Después de esto, los dos jóvenes se despidieron; luego Catherine, aún ruborizada, dirigió a su tía una mirada de interrogación. Era incapaz de artificios elaborados, y no quiso recurrir a ningún expediente para saber lo que deseaba.
—¿Qué ibas a decir? —preguntó.
Mrs. Penniman se acercó a ella, sonriendo y con la cabeza un poco inclinada, la miró de arriba abajo y le dio un tironcito de la cinta que llevaba al cuello.
—¡Es un gran secreto, querida niña; pero ese joven te corteja!
Catherine estaba seria.
—¿Te lo ha dicho así?
—No. Así exactamente, no; pero me lo ha dejado adivinar. Yo sé adivinar muy bien.
—¿Quieres decir que has adivinado que me corteja?
—Desde luego, no a mí; aunque debo declarar que ha estado conmigo más cortés de lo que suelen estarlo los jóvenes con las personas que han pasado ya de la juventud. Él piensa en otra persona. —Y Mrs. Penniman besó delicadamente a su sobrina—. Tienes que ser muy amable con él.
Catherine se la quedó mirando.
—No te entiendo —dijo—; ese joven no me conoce.
—Sí, más de lo que te figuras. Yo le he hablado mucho acerca de ti.

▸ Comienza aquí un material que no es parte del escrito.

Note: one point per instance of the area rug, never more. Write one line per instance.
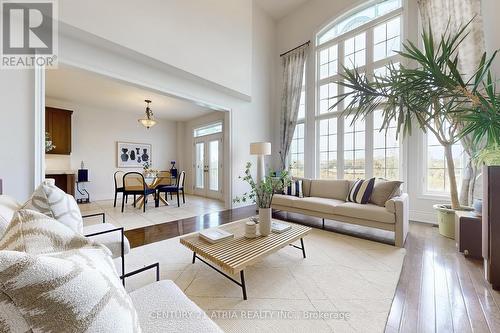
(345, 284)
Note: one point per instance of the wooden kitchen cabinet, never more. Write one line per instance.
(58, 125)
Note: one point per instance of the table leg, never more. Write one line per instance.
(163, 200)
(243, 285)
(303, 247)
(240, 283)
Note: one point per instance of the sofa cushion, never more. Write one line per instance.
(163, 307)
(306, 185)
(48, 199)
(316, 204)
(284, 200)
(72, 291)
(332, 189)
(367, 212)
(11, 319)
(361, 191)
(384, 190)
(112, 240)
(36, 233)
(294, 188)
(8, 206)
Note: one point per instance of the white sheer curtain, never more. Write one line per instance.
(293, 72)
(438, 14)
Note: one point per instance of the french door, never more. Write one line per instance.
(208, 166)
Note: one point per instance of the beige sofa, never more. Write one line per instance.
(327, 199)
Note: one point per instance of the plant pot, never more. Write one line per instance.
(446, 219)
(265, 221)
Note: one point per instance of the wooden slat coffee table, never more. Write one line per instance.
(235, 254)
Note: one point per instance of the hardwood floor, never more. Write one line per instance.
(439, 289)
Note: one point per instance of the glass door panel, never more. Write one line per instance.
(213, 166)
(200, 165)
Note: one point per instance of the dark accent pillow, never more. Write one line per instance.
(294, 188)
(361, 191)
(384, 190)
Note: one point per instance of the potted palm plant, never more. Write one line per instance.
(435, 97)
(262, 193)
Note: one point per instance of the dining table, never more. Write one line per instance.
(152, 181)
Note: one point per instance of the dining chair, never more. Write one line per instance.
(118, 184)
(134, 184)
(164, 178)
(177, 188)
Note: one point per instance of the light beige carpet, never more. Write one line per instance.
(349, 282)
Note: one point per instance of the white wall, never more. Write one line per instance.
(17, 102)
(210, 38)
(95, 133)
(490, 10)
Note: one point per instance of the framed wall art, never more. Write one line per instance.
(133, 155)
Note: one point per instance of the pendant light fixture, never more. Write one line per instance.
(148, 121)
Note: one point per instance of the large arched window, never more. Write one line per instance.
(368, 39)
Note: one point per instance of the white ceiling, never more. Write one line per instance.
(77, 86)
(279, 8)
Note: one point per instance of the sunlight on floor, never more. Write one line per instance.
(133, 218)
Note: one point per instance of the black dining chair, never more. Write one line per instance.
(173, 189)
(118, 184)
(134, 184)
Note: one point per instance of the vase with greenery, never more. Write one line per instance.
(261, 193)
(49, 145)
(432, 95)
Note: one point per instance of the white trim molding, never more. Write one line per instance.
(39, 126)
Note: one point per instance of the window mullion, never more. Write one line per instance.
(340, 119)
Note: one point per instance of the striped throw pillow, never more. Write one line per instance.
(361, 191)
(294, 188)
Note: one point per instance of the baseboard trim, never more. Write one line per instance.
(422, 216)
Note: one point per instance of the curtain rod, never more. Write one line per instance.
(306, 43)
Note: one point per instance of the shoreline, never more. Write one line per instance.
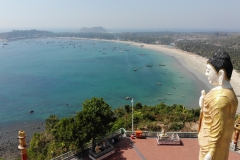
(187, 60)
(195, 64)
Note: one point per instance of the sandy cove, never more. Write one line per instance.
(192, 62)
(195, 64)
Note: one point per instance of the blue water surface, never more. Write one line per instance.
(54, 76)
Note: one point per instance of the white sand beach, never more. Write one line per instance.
(195, 64)
(192, 62)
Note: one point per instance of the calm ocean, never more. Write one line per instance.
(54, 76)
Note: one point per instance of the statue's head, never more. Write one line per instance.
(219, 67)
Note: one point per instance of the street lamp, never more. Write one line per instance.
(132, 115)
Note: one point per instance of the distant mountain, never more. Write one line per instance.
(93, 29)
(20, 34)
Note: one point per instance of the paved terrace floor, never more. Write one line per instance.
(141, 149)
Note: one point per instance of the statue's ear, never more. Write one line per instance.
(221, 75)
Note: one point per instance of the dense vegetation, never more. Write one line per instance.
(97, 119)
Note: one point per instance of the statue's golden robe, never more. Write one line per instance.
(216, 123)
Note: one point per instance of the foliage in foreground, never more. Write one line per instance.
(97, 119)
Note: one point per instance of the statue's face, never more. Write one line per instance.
(212, 75)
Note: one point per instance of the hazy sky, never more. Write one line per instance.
(122, 14)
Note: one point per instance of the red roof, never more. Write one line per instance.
(138, 149)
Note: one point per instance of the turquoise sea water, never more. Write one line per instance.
(54, 76)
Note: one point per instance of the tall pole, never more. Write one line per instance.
(22, 144)
(132, 115)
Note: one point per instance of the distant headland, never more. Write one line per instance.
(200, 43)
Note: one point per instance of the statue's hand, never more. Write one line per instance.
(208, 156)
(201, 99)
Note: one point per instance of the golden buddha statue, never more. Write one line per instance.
(218, 109)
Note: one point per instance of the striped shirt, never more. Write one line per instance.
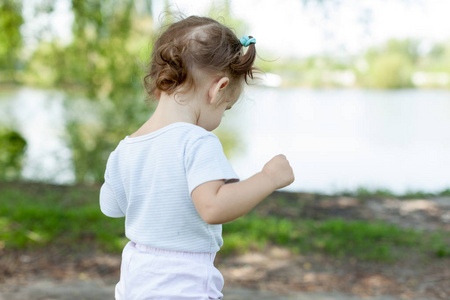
(149, 180)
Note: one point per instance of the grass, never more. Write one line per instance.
(39, 215)
(336, 237)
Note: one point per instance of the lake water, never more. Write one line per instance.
(335, 139)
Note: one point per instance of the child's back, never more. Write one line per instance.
(171, 180)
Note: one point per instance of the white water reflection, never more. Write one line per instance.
(335, 139)
(343, 139)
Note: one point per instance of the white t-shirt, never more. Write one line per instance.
(149, 180)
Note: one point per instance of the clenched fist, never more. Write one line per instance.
(279, 170)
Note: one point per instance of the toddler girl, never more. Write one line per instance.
(171, 180)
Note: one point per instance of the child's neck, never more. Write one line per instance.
(168, 111)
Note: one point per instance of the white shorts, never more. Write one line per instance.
(148, 273)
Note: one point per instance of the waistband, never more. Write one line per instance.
(197, 256)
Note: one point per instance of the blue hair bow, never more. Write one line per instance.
(246, 40)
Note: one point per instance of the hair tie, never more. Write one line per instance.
(246, 40)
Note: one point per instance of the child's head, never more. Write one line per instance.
(196, 49)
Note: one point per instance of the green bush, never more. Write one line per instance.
(12, 150)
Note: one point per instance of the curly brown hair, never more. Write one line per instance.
(193, 47)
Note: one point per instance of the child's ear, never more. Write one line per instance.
(217, 87)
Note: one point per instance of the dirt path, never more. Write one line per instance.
(275, 274)
(98, 290)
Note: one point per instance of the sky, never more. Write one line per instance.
(288, 28)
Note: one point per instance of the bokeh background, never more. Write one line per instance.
(355, 93)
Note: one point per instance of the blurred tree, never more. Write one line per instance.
(391, 65)
(10, 39)
(11, 154)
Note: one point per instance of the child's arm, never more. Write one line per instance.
(219, 203)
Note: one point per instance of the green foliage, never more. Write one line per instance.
(11, 154)
(40, 215)
(362, 240)
(390, 71)
(10, 39)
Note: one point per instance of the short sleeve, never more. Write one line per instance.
(108, 202)
(205, 161)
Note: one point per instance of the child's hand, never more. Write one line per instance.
(279, 170)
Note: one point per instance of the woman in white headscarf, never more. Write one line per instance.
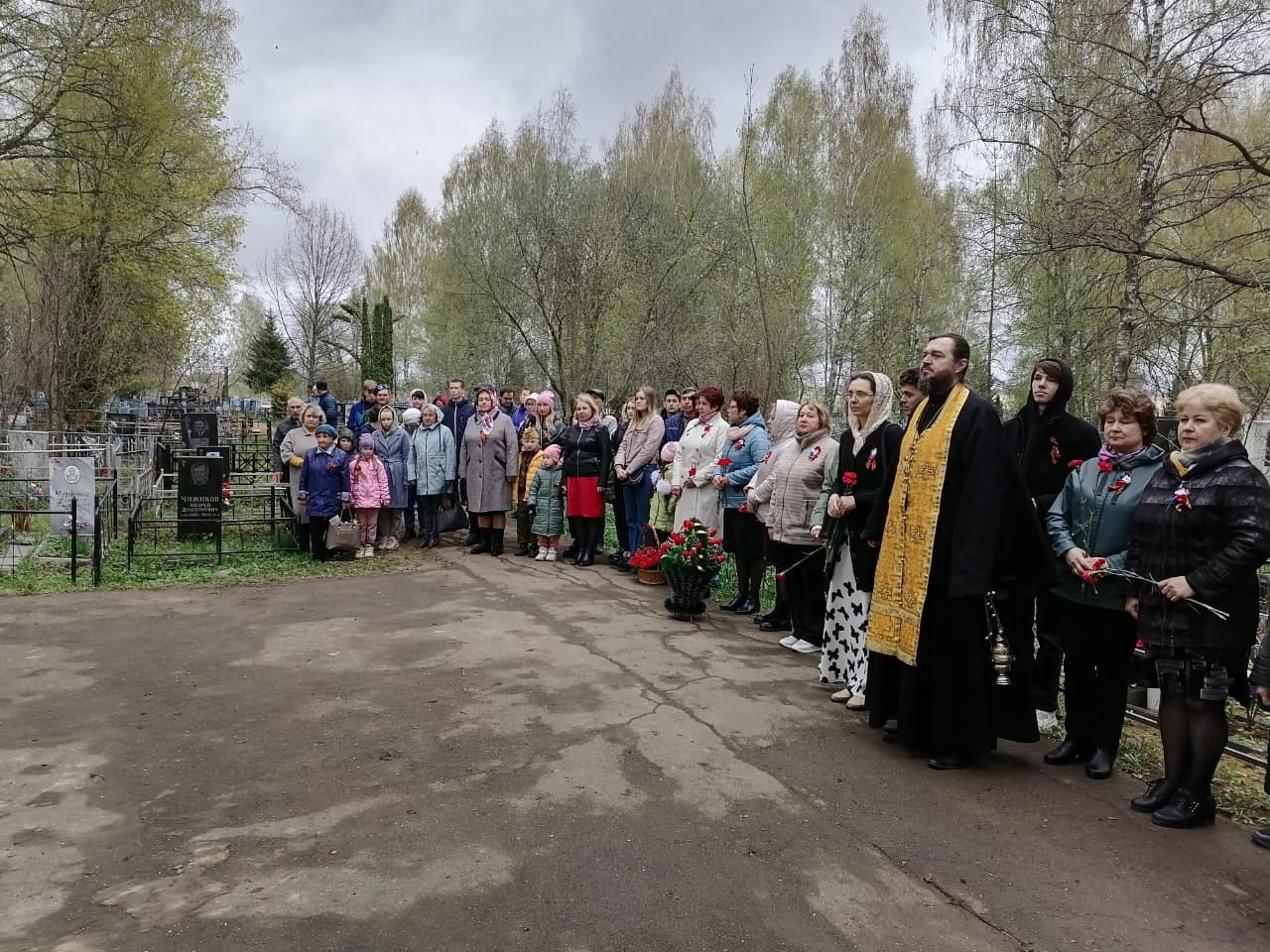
(847, 497)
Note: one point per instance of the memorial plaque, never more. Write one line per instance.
(198, 497)
(71, 477)
(198, 430)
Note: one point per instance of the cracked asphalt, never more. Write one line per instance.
(492, 754)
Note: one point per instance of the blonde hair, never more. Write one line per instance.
(595, 409)
(1219, 400)
(822, 413)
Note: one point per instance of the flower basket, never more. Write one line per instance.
(690, 561)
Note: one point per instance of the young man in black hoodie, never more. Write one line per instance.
(1046, 439)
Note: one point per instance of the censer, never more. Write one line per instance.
(998, 649)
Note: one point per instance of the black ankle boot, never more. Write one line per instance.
(1185, 811)
(1159, 793)
(1070, 752)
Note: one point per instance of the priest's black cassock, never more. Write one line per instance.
(985, 539)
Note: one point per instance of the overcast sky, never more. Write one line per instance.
(368, 99)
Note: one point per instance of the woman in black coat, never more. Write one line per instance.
(587, 462)
(1203, 531)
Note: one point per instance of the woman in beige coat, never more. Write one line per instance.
(792, 492)
(695, 462)
(291, 452)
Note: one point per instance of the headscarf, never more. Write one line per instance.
(881, 411)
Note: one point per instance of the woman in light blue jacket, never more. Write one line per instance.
(1089, 526)
(432, 466)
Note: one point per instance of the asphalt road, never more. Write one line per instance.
(492, 754)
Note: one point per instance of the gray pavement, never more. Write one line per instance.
(492, 754)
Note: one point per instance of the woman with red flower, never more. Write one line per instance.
(851, 488)
(695, 462)
(1210, 548)
(792, 490)
(1089, 526)
(743, 537)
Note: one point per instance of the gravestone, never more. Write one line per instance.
(223, 453)
(198, 430)
(198, 497)
(71, 477)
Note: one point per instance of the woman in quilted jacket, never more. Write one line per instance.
(1202, 532)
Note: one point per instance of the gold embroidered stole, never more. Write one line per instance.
(908, 542)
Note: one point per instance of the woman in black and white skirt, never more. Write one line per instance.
(848, 493)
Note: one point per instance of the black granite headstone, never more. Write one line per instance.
(198, 497)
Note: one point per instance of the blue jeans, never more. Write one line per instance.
(636, 498)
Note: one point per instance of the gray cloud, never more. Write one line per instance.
(368, 100)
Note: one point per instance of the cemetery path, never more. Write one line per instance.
(490, 754)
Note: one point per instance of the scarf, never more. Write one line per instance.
(1112, 456)
(908, 547)
(878, 416)
(1185, 460)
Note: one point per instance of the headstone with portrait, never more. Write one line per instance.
(198, 497)
(198, 430)
(71, 477)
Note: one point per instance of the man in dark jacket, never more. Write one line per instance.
(1044, 440)
(326, 402)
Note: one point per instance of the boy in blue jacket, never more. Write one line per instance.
(322, 488)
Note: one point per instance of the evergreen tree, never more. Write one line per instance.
(270, 357)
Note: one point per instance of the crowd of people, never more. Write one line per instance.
(945, 567)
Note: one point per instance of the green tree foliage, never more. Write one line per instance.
(119, 189)
(270, 357)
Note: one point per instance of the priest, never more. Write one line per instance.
(961, 557)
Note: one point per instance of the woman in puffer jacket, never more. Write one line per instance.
(793, 490)
(1203, 531)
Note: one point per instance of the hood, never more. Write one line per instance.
(1066, 385)
(784, 416)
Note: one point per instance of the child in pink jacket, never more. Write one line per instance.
(370, 492)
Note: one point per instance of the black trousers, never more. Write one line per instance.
(318, 526)
(1098, 644)
(804, 587)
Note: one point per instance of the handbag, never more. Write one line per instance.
(451, 516)
(341, 534)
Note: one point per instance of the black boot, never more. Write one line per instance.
(1159, 793)
(1070, 752)
(1185, 811)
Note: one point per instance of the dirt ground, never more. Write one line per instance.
(492, 754)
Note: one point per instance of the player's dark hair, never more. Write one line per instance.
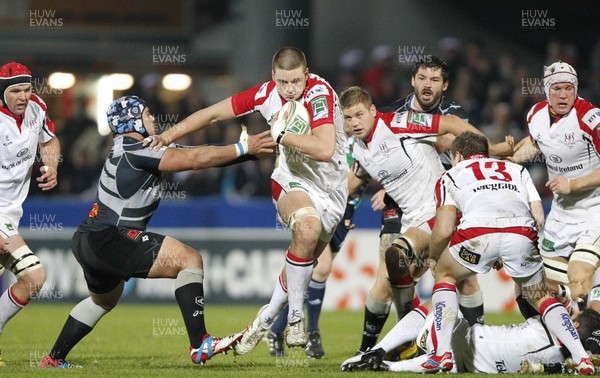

—¡Tía Lavinia! —exclamó Catherine, como si aquello fuese un abuso de confianza—. Es un desconocido… nosotros no le conocemos. —Había una modestia infinita en aquel «nosotros».
La tía Penniman no lo advirtió, y prosiguió con un dejo de acritud:
—Mi querida Catherine, sabes muy bien que tú lo admiras.
—¡Tía Lavinia! —murmuró nuevamente Catherine. Le parecía bien que ella lo admirase, pero no que se hablase de ello. Pero que aquel brillante desconocido, aquella brusca aparición, que apenas conocía el sonido de su voz, se interesase por ella del modo que su tía había insinuado, eso sólo podía ser fruto de la mente inquieta de Mrs. Penniman, conocida por todo el mundo como mujer de poderosa imaginación.